UW senior well prepared to live on Greenland glacier

News and Information

Hans-Peter Marshall seems to like the cold. That’s presented the University of Washington senior physics major with an unusual number of adventurous research opportunities.

The latest is a Bonderman Honors Travel Fellowship, a $5,000 award he will use to live in an Inuit village on a glacier in northern Greenland, far north of the Arctic Circle at the edge of the polar ice cap.

As part of his study of glaciology through the NASA Space Grant Program, Marshall has taken two research trips to Antarctica with Ed Waddington, research associate professor of geophysics. He also has studied the mechanics of avalanches in Snoqualmie Pass and probed Blue Glacier on the Olympic Peninsula with Howard Conway, also a research associate professor of geophysics.

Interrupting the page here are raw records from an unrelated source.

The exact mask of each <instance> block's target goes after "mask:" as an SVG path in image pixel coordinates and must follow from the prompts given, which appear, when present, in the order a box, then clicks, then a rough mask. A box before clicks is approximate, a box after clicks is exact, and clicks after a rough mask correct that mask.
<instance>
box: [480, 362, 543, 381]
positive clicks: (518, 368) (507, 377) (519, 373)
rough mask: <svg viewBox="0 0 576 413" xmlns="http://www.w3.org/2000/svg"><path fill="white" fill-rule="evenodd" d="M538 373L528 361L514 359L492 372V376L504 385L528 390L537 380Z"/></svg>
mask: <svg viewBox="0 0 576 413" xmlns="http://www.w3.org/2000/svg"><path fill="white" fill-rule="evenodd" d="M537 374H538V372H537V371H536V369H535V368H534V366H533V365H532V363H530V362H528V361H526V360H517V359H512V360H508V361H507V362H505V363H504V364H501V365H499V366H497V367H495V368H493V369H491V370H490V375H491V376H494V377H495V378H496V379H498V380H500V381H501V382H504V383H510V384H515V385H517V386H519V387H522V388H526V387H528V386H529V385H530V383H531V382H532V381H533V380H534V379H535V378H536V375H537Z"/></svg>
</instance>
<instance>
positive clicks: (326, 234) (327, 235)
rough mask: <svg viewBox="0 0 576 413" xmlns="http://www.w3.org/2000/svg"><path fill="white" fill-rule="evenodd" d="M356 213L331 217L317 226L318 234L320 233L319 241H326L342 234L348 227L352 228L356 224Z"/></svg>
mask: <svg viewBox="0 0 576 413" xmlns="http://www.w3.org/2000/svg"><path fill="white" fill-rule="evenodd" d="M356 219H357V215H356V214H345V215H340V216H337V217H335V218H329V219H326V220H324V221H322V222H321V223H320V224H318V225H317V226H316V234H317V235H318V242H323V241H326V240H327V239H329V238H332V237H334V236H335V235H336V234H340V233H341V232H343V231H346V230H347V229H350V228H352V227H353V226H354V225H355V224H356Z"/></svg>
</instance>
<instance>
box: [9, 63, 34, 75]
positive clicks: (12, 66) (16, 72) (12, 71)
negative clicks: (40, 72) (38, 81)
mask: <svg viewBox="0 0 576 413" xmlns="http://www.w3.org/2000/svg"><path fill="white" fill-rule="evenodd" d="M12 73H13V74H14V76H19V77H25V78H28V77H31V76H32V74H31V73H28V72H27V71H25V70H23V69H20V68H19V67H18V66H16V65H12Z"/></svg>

Now Marshall is ready to take a closer look at the human equation.

“I want to take a step back from that study of snow and ice and learn about the people who live in that kind of climate,” Marshall said.

The 22-year-old native of Seattle’s Northgate area acknowledged he has gotten rare research opportunities for an undergraduate because of the Washington NASA Space Grant Consortium. The program, in its seventh year at UW, aims to broaden education in aerospace and technology sciences by pairing promising students with top researchers in various fields.

When Conway had to make his own trip to Antarctica last year, he left Marshall in charge of the Snoqualmie Pass study, the results of which are expected to be published this year. Marshall also joined Conway for several arduous, 20-mile hikes from the Hoh Rain Forest ranger station to the UW research station on Mount Olympus.

Marshall’s plan to “look at the human side of living in cold regions is very interesting,” Waddington said, and the student’s travels to Antarctica should prepare him for the conditions he will encounter in Greenland. The two did their Antarctic work during winter months in Seattle, which is summer in the Southern Hemisphere.

“I wouldn’t want to be there in June,” Waddington said. “The average temperature all year long is 40 below, (but) in the summer it sort of gets up to 20 below.”

Marshall expects to spend four to five months in Greenland starting in the fall of 1999.

To earn the travel grant, Marshall had to submit a proposal that would enhance his education but wasn’t part of his study program. The fellowship is created through a gift from David Bonderman, a successful investment adviser who received a degree in Russian from the UW in 1963. After graduating from Harvard Law School, he received a travel fellowship that led him to create similar opportunities for junior and senior honors students at the UW.

Marshall said the grant is simply another step in his education in glaciology, a field the NASA Space Grant program helped him to find.

“I knew I was interested in math and science but I had no idea what I wanted to do with it,” he said.

But glaciology seemed to be the perfect choice because “I have a real strong interest in the outdoors and the mountains and climbing and snowboarding.”